Source (ECB): https://data.ecb.europa.eu/data/datasets/ICP/ICP.M.BE.N.000000.4.ANR

In [None]:
pip install eurostat

In [None]:
import pandas as pd
import numpy as np
import matplotlib.pyplot as plt
import seaborn as sns

import matplotlib.dates as mdates
import eurostat
from datetime import datetime
import requests

import matplotlib.dates as mdates
import matplotlib.pyplot as plt
import matplotlib.pyplot as plt
import seaborn as sns

import json
from pandas import json_normalize
from io import StringIO

In [None]:
df_de = pd.read_csv("/content/inflatie/ECB Data Portal_20251029152601_DE.csv")
df_nl = pd.read_csv("/content/inflatie/ECB Data Portal_20251029152915_NL.csv")
df_eu = pd.read_csv("/content/inflatie/ECB Data Portal_20251029153138_EU.csv")
df_be = pd.read_csv("/content/inflatie/ECB Data Portal_20251029153237_BE.csv")

In [None]:
df_de.columns

In [None]:
# Determine the name of the third column (index 2 since indexing starts at 0)
current_columns_de = df_de.columns
current_columns_nl = df_nl.columns
current_columns_eu = df_eu.columns
current_columns_be = df_be.columns

# Rename the column DE

column_to_rename_de = current_columns_de[2]
new_column_name_de = "Inflation_DE"  # Replace with your desired new name
df_de = df_de.rename(columns={column_to_rename_de: new_column_name_de})

# Rename the column NL

column_to_rename_nl = current_columns_nl[2]
new_column_name_nl = "Inflation_NL"  # Replace with your desired new name
df_nl = df_nl.rename(columns={column_to_rename_nl: new_column_name_nl})

# Rename the column BE
column_to_rename_be = current_columns_be[2]
new_column_name_be = "Inflation_BE"  # Replace with your desired new name
df_be = df_be.rename(columns={column_to_rename_be: new_column_name_be})

# Rename the column EU
column_to_rename_eu = current_columns_eu[2]
new_column_name_eu = "Inflation_EU"  # Replace with your desired new name
df_eu = df_eu.rename(columns={column_to_rename_eu: new_column_name_eu})


In [None]:
# adding country code label

df_de['Country_Code'] = 'DE'
df_nl['Country_Code'] = 'NL'
df_be['Country_Code'] = 'BE'
df_eu['Country_Code'] = 'EU'

In [None]:
# combine all dataframes into a single dataframe by concatenating rows
df_all = pd.concat([df_de, df_nl, df_be, df_eu], axis=0, ignore_index=True)

In [None]:
# Melt the DataFrame
df_melted = pd.melt(df_all, id_vars=['DATE', 'TIME PERIOD', 'Country_Code'],
                    value_vars=['Inflation_DE', 'Inflation_NL', 'Inflation_BE', 'Inflation_EU'],
                    var_name='Country_Inflation_Column', value_name='Inflation')

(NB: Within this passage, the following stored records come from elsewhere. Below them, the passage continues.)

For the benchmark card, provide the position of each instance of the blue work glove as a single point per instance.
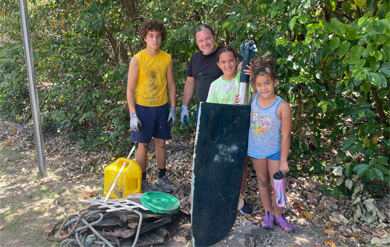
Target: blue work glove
(252, 48)
(172, 119)
(185, 116)
(135, 123)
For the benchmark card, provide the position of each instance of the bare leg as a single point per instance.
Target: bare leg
(244, 175)
(142, 152)
(161, 153)
(273, 167)
(262, 173)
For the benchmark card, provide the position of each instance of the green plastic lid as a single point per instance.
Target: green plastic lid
(160, 203)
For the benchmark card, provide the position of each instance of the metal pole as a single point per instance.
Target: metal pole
(244, 79)
(32, 85)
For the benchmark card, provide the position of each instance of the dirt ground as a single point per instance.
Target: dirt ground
(31, 205)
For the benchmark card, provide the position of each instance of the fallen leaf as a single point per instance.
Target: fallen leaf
(329, 242)
(179, 239)
(307, 215)
(249, 217)
(329, 232)
(352, 235)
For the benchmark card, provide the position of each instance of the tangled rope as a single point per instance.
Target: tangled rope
(80, 222)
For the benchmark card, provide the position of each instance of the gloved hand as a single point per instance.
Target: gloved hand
(252, 48)
(172, 119)
(135, 123)
(185, 116)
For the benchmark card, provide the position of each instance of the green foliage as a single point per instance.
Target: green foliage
(333, 62)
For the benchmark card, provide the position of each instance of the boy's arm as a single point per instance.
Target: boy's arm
(171, 85)
(132, 83)
(172, 119)
(211, 97)
(286, 116)
(189, 88)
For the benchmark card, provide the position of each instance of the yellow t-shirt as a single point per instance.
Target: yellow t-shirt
(151, 89)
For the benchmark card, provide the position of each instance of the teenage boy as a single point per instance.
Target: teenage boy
(150, 80)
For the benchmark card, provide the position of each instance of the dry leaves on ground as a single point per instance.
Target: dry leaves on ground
(330, 232)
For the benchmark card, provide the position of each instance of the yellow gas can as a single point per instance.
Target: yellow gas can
(128, 182)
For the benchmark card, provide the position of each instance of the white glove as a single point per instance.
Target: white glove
(172, 119)
(135, 123)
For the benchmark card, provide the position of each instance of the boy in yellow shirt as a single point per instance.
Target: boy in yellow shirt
(150, 82)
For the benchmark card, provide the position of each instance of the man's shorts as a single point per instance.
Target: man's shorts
(154, 122)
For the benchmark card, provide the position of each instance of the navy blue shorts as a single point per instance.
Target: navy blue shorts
(154, 122)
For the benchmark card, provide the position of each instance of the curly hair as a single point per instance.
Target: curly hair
(204, 27)
(263, 65)
(152, 25)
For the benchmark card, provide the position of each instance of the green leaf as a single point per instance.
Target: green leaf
(343, 49)
(370, 174)
(378, 55)
(351, 33)
(346, 8)
(376, 80)
(378, 173)
(361, 113)
(327, 27)
(372, 162)
(383, 169)
(292, 22)
(302, 19)
(360, 63)
(334, 43)
(374, 65)
(338, 27)
(366, 86)
(331, 4)
(324, 108)
(360, 3)
(358, 167)
(383, 160)
(385, 71)
(383, 79)
(367, 51)
(361, 171)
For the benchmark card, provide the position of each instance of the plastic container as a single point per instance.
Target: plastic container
(128, 182)
(280, 192)
(160, 203)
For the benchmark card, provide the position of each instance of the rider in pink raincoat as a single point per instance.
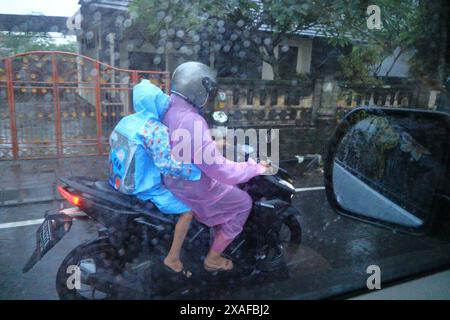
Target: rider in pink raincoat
(214, 199)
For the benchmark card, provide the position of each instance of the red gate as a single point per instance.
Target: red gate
(59, 104)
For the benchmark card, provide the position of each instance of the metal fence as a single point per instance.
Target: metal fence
(59, 104)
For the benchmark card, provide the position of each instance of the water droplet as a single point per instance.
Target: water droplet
(89, 35)
(168, 19)
(180, 33)
(267, 41)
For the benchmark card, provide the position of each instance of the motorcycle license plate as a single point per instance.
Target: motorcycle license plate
(45, 236)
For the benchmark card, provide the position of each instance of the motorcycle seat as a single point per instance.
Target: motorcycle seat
(147, 206)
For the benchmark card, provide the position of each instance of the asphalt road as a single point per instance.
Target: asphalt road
(334, 255)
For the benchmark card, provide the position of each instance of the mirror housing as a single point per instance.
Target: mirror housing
(389, 167)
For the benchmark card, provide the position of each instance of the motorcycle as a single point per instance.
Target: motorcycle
(125, 261)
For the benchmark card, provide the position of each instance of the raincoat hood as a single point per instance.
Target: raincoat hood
(150, 99)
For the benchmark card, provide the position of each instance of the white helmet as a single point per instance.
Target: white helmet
(194, 82)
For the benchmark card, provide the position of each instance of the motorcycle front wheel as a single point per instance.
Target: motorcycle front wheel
(72, 280)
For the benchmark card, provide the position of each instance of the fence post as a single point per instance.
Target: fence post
(98, 109)
(12, 108)
(57, 106)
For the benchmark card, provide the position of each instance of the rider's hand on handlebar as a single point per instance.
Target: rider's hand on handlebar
(267, 168)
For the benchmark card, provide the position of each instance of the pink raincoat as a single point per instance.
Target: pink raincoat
(214, 199)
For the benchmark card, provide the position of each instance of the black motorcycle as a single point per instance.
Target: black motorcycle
(126, 260)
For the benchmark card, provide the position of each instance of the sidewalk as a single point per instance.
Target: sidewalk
(27, 181)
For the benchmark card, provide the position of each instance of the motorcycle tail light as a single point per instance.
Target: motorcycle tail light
(73, 199)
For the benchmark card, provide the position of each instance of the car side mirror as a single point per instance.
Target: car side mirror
(390, 167)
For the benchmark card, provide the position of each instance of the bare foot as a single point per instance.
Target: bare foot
(217, 263)
(174, 264)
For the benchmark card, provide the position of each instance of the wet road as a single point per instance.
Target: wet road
(335, 251)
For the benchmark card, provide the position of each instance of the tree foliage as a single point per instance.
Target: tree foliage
(16, 42)
(248, 29)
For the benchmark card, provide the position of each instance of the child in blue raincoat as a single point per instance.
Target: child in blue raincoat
(141, 152)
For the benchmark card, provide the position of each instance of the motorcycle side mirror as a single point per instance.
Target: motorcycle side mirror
(389, 167)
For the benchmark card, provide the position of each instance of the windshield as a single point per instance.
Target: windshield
(283, 74)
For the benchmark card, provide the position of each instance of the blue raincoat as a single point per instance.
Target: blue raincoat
(140, 152)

# Drop the original 'Country_Inflation_Column' as Country_Code is already available
df_melted = df_melted.drop(columns=['Country_Inflation_Column'])

# convert "DATE" column to date format
df_melted['DATE'] = pd.to_datetime(df_melted['DATE'])

# clean all recordsw with blank/null values in Inflation column
df_melted = df_melted.dropna(subset=['Inflation'])

In [None]:
import matplotlib.dates as mdates

plt.figure(figsize=(12, 6))
sns.lineplot(data=df_melted, x='DATE', y='Inflation', hue='Country_Code')
plt.title('Inflation Trends Over Time by Country')
plt.xlabel('Date')
plt.ylabel('Inflation (%)')
plt.grid(False)

# Set the x-axis major locator and formatter
ax = plt.gca()
ax.xaxis.set_major_locator(mdates.YearLocator(1)) # Show a tick every year
ax.xaxis.set_major_formatter(mdates.DateFormatter('%Y')) # Format the date as YYYY-MM-DD

# Set the x-axis limits to match the data range
ax.set_xlim(df_melted['DATE'].min(), df_melted['DATE'].max())

plt.xticks(rotation=45)
plt.tight_layout()
plt.show()

### Observations: Nethelrands had increased inflation in thesee periods:

Hypothesis: There are common underlying factors that cause NL to repeatedly overshoot BE/DE inflation across different time periods and different shock types.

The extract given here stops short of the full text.